Deux candidats ont répondu positivement aux deux questions : Marie-George Buffet et José Bové. ACDN invite les électeurs à en tenir compte dans leur vote du premier tour, sachant par ailleurs que José Bové s’est prononcé pour la sortie du nucléaire civil et l’abandon du réacteur EPR, dont Marie-George Buffet souhaite la construction.


LETTRES reçues en réponse au questionnaire d’ACDN.


Lettre de Julien Dray, le 30 octobre 2006

Monsieur,

J’ai bien reçu la lettre que vous m’avez adressée dernièrement, accompagnée d’un questionnaire sur le désarmement nucléaire.

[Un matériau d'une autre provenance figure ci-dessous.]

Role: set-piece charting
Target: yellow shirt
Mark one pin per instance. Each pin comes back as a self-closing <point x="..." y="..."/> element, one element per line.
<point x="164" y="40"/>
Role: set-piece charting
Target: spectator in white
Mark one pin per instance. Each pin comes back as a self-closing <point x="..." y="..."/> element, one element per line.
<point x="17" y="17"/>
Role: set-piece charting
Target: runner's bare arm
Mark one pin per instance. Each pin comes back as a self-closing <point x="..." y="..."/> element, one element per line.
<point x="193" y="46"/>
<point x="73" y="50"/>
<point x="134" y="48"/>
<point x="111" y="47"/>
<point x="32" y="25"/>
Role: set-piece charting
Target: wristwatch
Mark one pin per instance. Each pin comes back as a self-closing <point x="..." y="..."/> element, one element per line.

Même si je peux être réceptif, à titre personnel, aux arguments humanistes qui sont les vôtres et vous font plaider pour le désarmement nucléaire de la France, vous m’interrogez en tant que porte-parole du Parti socialiste et je me dois donc de vous répondre en tant que tel.

A ce titre, je vous précise que le projet socialiste pour 2007 ne prévoit pas de désarmer à une heure où le monde apparaît aux yeux de nos concitoyens comme plus dangereux et plus menaçant. Il prévoit à ce titre de maintenir la dissuasion nucléaire dans l’objet qui est le sien depuis plusieurs dizaines d’année(s) : la prévention des agressions contre nous-même(s) et contre nos partenaires européens.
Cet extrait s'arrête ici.